Personal information
- Full name: Nguyễn Hai Long
- Date of birth: 27 August 2000 (age 26)
- Place of birth: Tiên Yên, Quảng Ninh, Vietnam
- Height: 1.68 m (5 ft 6 in)
- Position: Midfielder

Team information
- Current team: Hà Nội
- Number: 14

Youth career
- 2011–2015: Viettel
- 2015–2019: Than Quảng Ninh

Senior career*
- Years: Team / Apps / (Gls)
- 2020–2021: Than Quảng Ninh / 18 / (2)
- 2021–: Hà Nội / 103 / (15)

International career^{‡}
- 2014–2015: Vietnam U16 / 5 / (0)
- 2020–2022: Vietnam U23 / 13 / (0)
- 2021–: Vietnam / 26 / (7)

Medal record
Men's football
Representing Vietnam
SEA Games
| Gold medal – first place | Hanoi 2021 | Team |
ASEAN Championship
| Winner | ASEAN 2024 |  |
| Winner | ASEAN 2026 |  |

= Nguyễn Hai Long =

Vietnamese footballer

Nguyễn Hai Long (born 27 August 2000) is a Vietnamese professional footballer who plays as a midfielder for V.League 1 club Hà Nội and the Vietnam national team.

==Club career==
Born in Quảng Ninh, Hai Long had always shown a passion for football from a young age and soon trained at Viettel Football Center. He and Viettel became national U-13 runners-up and U-15 champions before returning to train for Than Quảng Ninh in 2015. Five years later, he debuted in the V.League.

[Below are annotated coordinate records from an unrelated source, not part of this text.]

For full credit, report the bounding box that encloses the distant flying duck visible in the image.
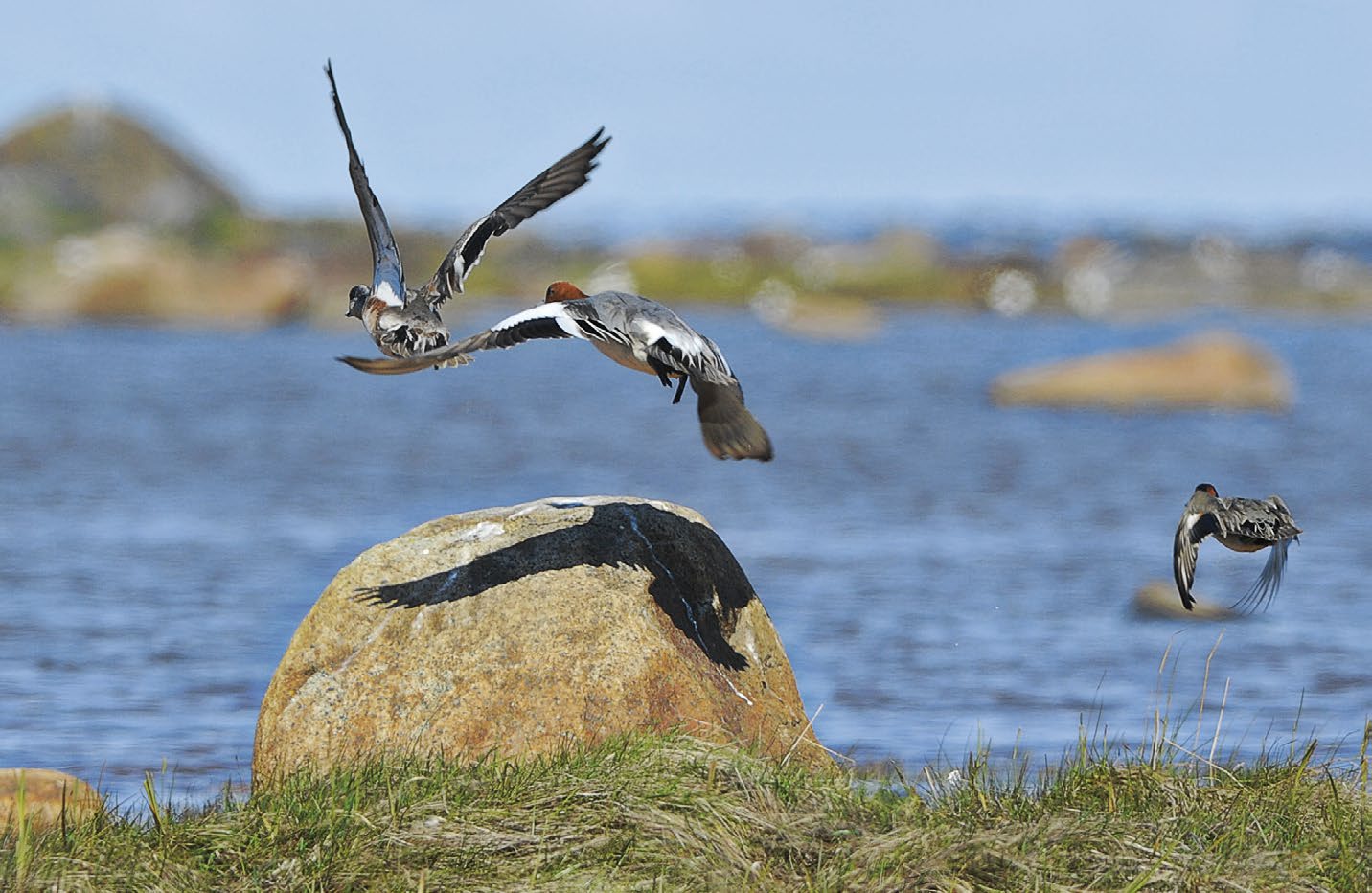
[339,283,772,462]
[1172,484,1301,612]
[324,63,609,365]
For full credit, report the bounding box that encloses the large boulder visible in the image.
[1133,581,1243,620]
[991,332,1292,410]
[0,769,104,836]
[252,496,825,783]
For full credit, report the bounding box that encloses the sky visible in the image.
[8,0,1372,234]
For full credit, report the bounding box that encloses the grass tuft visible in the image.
[0,724,1372,890]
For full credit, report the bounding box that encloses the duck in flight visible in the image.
[324,63,609,365]
[1172,484,1301,612]
[339,283,772,462]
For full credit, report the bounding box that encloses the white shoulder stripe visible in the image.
[492,302,590,340]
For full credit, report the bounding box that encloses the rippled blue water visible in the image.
[0,309,1372,801]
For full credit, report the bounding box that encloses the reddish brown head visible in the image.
[543,283,585,303]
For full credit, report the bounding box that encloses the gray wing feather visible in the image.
[324,61,404,301]
[337,306,575,375]
[423,127,610,306]
[1232,539,1292,613]
[1172,512,1217,610]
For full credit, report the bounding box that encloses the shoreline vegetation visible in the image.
[0,107,1372,328]
[0,722,1372,890]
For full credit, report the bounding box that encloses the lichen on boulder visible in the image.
[252,496,827,785]
[0,768,104,834]
[991,332,1293,411]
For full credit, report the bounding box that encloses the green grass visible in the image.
[0,725,1372,890]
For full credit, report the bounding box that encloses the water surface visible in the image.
[0,309,1372,801]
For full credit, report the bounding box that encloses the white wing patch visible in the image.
[372,281,404,308]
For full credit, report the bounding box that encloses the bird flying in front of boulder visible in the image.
[339,283,772,462]
[1172,484,1301,612]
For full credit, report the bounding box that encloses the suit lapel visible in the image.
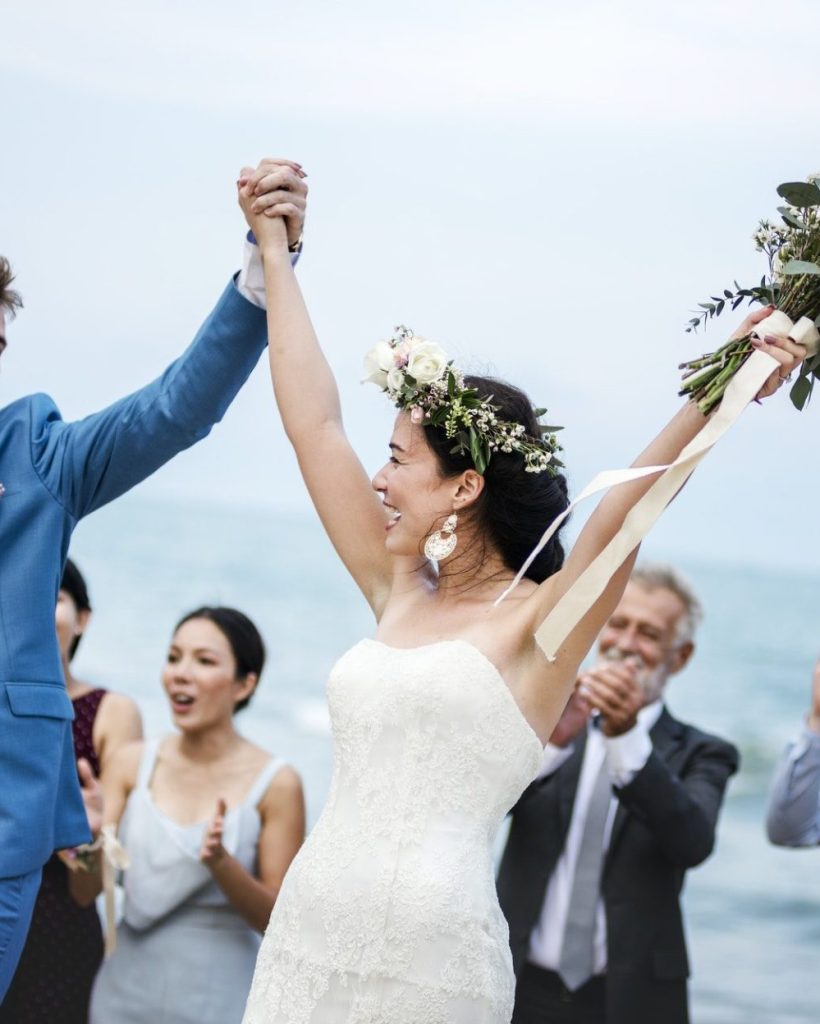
[558,729,587,843]
[604,705,683,870]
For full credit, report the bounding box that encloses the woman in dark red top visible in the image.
[0,559,142,1024]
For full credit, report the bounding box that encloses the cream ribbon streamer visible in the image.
[495,310,806,662]
[97,825,130,956]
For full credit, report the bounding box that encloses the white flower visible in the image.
[407,341,447,384]
[386,367,404,394]
[361,341,395,388]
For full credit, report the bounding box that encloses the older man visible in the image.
[766,660,820,847]
[0,161,307,1001]
[499,566,738,1024]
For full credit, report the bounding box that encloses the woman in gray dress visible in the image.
[90,608,305,1024]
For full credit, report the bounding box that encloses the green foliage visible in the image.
[788,374,814,410]
[680,179,820,413]
[777,181,820,210]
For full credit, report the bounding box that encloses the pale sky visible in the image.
[0,0,820,569]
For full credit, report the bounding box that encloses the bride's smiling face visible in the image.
[373,413,459,555]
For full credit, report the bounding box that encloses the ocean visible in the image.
[72,493,820,1024]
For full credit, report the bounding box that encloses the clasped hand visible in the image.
[236,158,307,248]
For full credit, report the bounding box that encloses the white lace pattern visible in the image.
[244,640,543,1024]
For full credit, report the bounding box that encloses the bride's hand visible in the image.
[751,334,806,401]
[236,159,307,247]
[732,306,806,401]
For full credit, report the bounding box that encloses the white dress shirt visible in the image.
[528,700,663,974]
[766,725,820,846]
[236,236,266,309]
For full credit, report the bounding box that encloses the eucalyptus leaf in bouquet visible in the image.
[680,175,820,414]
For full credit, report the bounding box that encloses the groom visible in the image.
[0,161,307,1002]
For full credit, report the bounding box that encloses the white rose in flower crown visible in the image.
[361,341,395,388]
[387,367,404,394]
[407,341,447,384]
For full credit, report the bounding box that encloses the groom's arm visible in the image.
[32,161,307,519]
[32,282,266,519]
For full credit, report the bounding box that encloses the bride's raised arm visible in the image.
[239,162,392,612]
[529,307,806,678]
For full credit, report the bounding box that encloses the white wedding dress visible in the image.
[244,640,544,1024]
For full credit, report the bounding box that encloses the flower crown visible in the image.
[362,327,563,475]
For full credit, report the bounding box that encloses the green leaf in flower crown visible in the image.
[782,259,820,274]
[788,376,812,410]
[777,181,820,210]
[777,206,806,229]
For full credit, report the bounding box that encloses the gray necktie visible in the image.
[558,760,612,992]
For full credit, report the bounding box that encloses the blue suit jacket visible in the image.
[0,283,265,878]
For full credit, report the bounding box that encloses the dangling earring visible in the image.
[424,512,459,562]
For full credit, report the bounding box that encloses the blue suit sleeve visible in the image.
[32,282,266,519]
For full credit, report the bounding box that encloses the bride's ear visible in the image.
[454,469,485,512]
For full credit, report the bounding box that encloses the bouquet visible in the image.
[679,174,820,414]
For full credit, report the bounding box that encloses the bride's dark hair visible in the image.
[424,376,569,583]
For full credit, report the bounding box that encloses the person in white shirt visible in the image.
[498,565,739,1024]
[766,658,820,847]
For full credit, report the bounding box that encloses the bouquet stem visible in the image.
[678,335,754,416]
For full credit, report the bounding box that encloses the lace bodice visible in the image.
[239,640,543,1024]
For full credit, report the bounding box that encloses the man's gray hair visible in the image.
[630,562,703,647]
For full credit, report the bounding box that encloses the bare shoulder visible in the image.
[259,765,304,814]
[97,690,142,723]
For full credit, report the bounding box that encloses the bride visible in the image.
[240,162,805,1024]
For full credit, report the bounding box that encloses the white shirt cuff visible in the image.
[604,722,652,787]
[236,236,266,309]
[535,743,575,779]
[236,231,299,309]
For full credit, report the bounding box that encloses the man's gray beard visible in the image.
[601,647,667,703]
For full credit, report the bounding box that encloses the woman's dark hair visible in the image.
[424,376,569,583]
[59,558,91,662]
[174,605,265,714]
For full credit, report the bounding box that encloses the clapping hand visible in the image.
[578,662,645,736]
[236,158,307,247]
[200,797,227,867]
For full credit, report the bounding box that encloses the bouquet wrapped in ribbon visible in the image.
[680,175,820,414]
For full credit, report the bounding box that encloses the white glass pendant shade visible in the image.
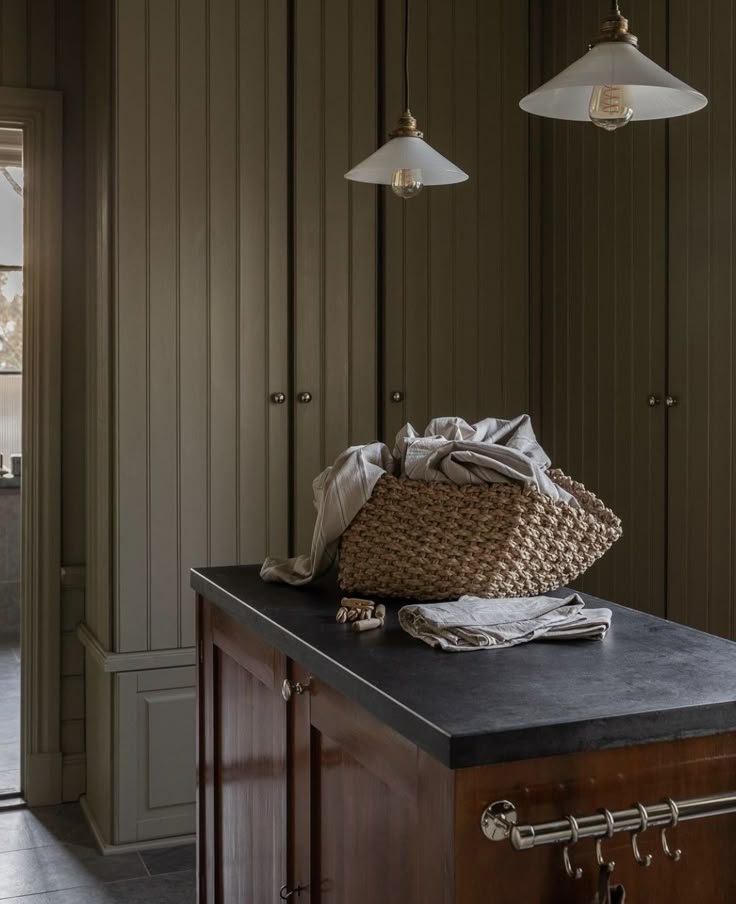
[345,137,468,185]
[519,41,708,122]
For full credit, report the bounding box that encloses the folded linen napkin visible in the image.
[399,593,612,652]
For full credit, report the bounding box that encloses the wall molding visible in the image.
[0,88,62,805]
[79,794,197,857]
[76,622,197,673]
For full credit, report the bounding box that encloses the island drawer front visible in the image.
[198,597,455,904]
[290,663,455,904]
[197,598,287,904]
[455,733,736,904]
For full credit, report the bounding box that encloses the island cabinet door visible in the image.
[289,664,454,904]
[198,599,287,904]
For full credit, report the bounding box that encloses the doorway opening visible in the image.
[0,127,23,797]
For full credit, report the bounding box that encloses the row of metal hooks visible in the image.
[562,798,682,879]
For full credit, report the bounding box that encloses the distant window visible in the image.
[0,150,23,373]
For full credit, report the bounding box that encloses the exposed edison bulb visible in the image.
[391,169,424,200]
[588,85,634,132]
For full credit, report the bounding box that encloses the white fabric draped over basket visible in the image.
[261,414,579,584]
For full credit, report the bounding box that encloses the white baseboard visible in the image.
[23,753,61,807]
[61,753,87,803]
[79,794,197,856]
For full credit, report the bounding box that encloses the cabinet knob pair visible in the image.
[647,395,679,408]
[271,392,312,405]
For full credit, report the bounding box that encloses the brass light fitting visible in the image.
[590,0,639,47]
[388,109,424,138]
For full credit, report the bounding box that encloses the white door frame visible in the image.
[0,88,63,805]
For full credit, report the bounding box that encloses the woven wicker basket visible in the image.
[339,471,621,600]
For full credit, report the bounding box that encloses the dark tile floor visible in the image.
[0,634,20,794]
[0,804,196,904]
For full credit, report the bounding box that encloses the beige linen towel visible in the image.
[399,593,611,652]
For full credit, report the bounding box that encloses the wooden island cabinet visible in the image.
[197,567,736,904]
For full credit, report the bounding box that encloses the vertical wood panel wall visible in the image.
[540,0,667,615]
[381,0,530,439]
[114,0,288,652]
[293,0,378,552]
[668,0,736,637]
[0,0,86,799]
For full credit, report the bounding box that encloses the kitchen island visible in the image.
[192,566,736,904]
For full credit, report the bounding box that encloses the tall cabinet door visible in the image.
[668,0,736,637]
[380,0,530,441]
[540,0,667,615]
[293,0,378,552]
[197,600,287,904]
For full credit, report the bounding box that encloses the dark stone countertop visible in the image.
[192,566,736,768]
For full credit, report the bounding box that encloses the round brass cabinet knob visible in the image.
[281,678,312,703]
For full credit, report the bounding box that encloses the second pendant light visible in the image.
[345,0,468,199]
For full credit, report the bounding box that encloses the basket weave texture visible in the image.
[339,470,621,600]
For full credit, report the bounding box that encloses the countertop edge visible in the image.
[191,569,736,770]
[191,569,457,769]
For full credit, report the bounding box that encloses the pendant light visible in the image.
[345,0,468,199]
[519,0,708,132]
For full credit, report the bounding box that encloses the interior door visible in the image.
[197,599,287,904]
[293,0,378,553]
[541,0,668,615]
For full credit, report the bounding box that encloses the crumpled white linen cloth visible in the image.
[261,414,579,585]
[399,593,612,653]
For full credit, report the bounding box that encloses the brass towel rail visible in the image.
[481,792,736,860]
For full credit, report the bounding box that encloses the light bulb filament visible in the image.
[588,85,634,132]
[391,169,424,200]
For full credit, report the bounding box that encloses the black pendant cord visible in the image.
[404,0,409,110]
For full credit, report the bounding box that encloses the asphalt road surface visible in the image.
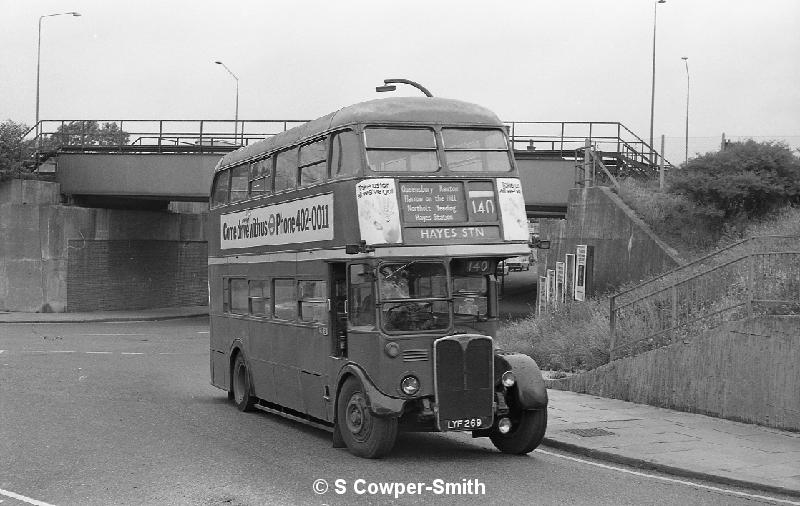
[0,318,792,506]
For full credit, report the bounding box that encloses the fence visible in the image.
[610,236,800,360]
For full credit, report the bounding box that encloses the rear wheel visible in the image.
[231,353,256,411]
[489,408,547,455]
[336,377,397,459]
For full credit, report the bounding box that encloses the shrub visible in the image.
[670,140,800,220]
[497,299,610,372]
[619,178,724,258]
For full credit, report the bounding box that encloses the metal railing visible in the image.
[610,236,800,360]
[506,121,672,167]
[610,236,800,360]
[26,120,306,153]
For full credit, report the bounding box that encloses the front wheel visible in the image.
[489,408,547,455]
[336,377,397,459]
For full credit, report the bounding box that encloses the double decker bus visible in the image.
[208,97,547,458]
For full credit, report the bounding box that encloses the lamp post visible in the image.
[375,79,433,97]
[36,11,80,143]
[214,61,239,141]
[681,56,689,165]
[650,0,667,162]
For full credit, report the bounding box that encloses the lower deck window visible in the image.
[273,279,297,320]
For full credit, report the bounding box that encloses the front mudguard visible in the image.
[494,351,547,409]
[336,364,406,416]
[333,364,406,448]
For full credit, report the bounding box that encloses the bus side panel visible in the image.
[210,316,231,390]
[247,320,278,402]
[270,323,305,411]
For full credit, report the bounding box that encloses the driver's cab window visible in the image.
[347,264,375,328]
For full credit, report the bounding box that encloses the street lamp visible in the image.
[650,0,667,162]
[375,79,433,97]
[36,12,80,142]
[214,61,239,145]
[681,56,689,165]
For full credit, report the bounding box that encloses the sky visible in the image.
[0,0,800,162]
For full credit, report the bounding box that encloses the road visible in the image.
[0,318,792,506]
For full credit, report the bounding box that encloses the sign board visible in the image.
[564,253,575,300]
[575,244,588,301]
[356,178,403,244]
[219,193,333,249]
[556,262,567,303]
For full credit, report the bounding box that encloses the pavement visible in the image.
[0,306,800,497]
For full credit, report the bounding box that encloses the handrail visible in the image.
[23,119,672,171]
[609,235,800,360]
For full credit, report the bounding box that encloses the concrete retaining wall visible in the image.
[548,316,800,431]
[0,180,207,312]
[538,187,681,293]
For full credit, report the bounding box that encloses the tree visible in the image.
[43,121,129,149]
[0,119,32,181]
[670,140,800,219]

In October 2021, Hà Nội quickly recruited Hai Long from a disbanding Than Quảng Ninh on a 5-year contract.

==International career==
=== Youth ===
In 2020, Park Hang-seo called Hai Long up to the Vietnam U22 squad.

=== Senior ===
In May 2021, Hai Long received his first call up to the Vietnam national team. He made his international debut in a friendly game against Jordan on 1 June 2021.

In December 2023, Hai Long was named in Vietnam's preliminary squad for the 2023 AFC Asian Cup and was later included in the final 26-men squad but didn't make a single appearance in the tournament.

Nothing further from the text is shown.